McCracken A A, Kruse K B
Department of Biology, University of Nevada, Reno 89557.
Mol Biol Cell. 1993 Jul;4(7):729-36. doi: 10.1091/mbc.4.7.729.
Protein degradation in the exocytic pathway was studied in Saccharomyces cerevisiae using human alpha-1-protease inhibitor (A1Pi) as a reporter molecule. Yeast cells transformed with A1Pi cDNA genes synthesized A1Pi that entered the secretion pathway and accumulated in the endoplasmic reticulum (ER). Cells expressing A1PiM (wild-type) accumulated about 10-fold more A1Pi than cells expressing A1PiZ (secretion defective variant). Analyses of A1Pi mRNA indicated that the low level of A1PiZ relative to A1PiM was not the result of differential gene transcription. Pulse-chase A1Pi radiolabeling showed that A1PiM and A1PiZ were degraded at different rates and suggested a rapid specific turnover of newly synthesized A1PiZ in the ER. Accumulated A1Pi was degraded at comparable rates in both wild-type cells and cells deficient in vacuolar protease activity, indicating that degradation of A1Pi did not occur in the vacuole. Studies to investigate the intracellular location of the degradative process, using temperature-sensitive secretion defective yeast strains, suggested the possibility that degradation occurs not only in the ER but at a second site accessed by vesicle transport. Together, these results demonstrate that a selective protein degradation process operates early in the yeast cell exocytic pathway.

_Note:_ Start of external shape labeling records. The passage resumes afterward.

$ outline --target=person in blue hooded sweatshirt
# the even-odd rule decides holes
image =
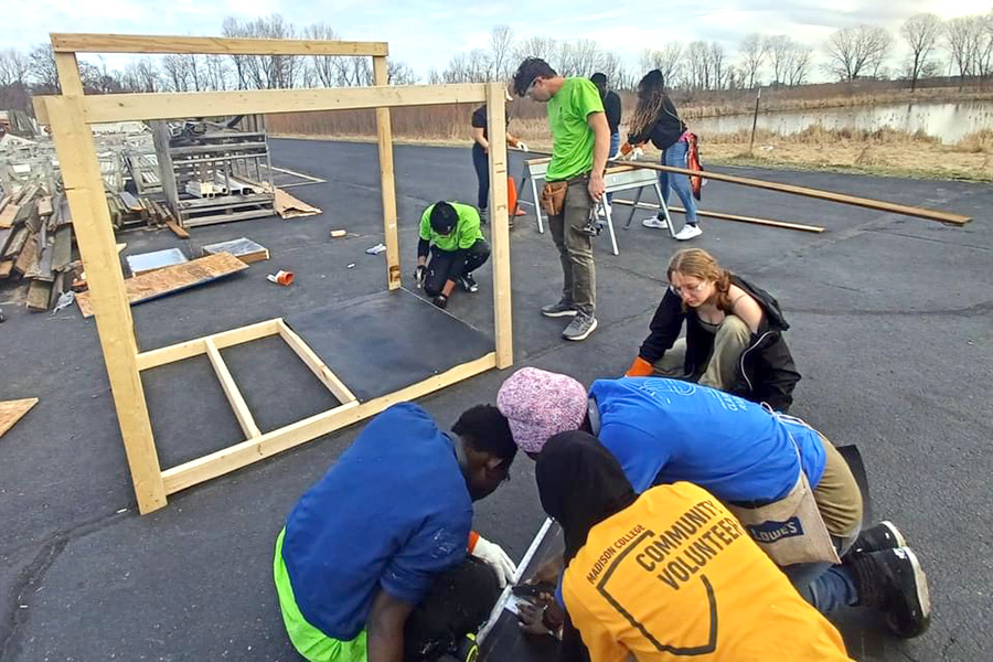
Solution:
[[[551,437],[581,429],[639,493],[679,481],[704,488],[822,613],[863,605],[879,609],[899,637],[927,629],[930,598],[916,554],[889,522],[862,531],[852,470],[802,420],[680,380],[597,380],[587,392],[568,375],[534,367],[503,383],[496,406],[528,457]],[[673,544],[697,526],[680,521]]]
[[[509,478],[496,407],[442,431],[412,403],[376,416],[297,502],[274,576],[290,641],[310,662],[471,659],[515,568],[471,531],[472,502]]]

利用人α-1-蛋白酶抑制剂(A1Pi)作为报告分子,在酿酒酵母中研究了胞吐途径中的蛋白质降解。用A1Pi cDNA基因转化的酵母细胞合成了进入分泌途径并在内质网(ER)中积累的A1Pi。表达A1PiM(野生型)的细胞积累的A1Pi比表达A1PiZ(分泌缺陷变体)的细胞多约10倍。对A1Pi mRNA的分析表明,相对于A1PiM,A1PiZ的低水平并非差异基因转录的结果。脉冲追踪A1Pi放射性标记显示,A1PiM和A1PiZ以不同速率降解,这表明内质网中新合成的A1PiZ有快速的特异性周转。积累的A1Pi在野生型细胞和液泡蛋白酶活性缺陷的细胞中以相当的速率降解,这表明A1Pi的降解不在液泡中发生。利用温度敏感的分泌缺陷酵母菌株研究降解过程的细胞内位置,结果表明不仅在内质网中发生降解,而且在囊泡运输可到达的第二个位点也可能发生降解。总之,这些结果表明,在酵母细胞胞吐途径早期存在一种选择性蛋白质降解过程。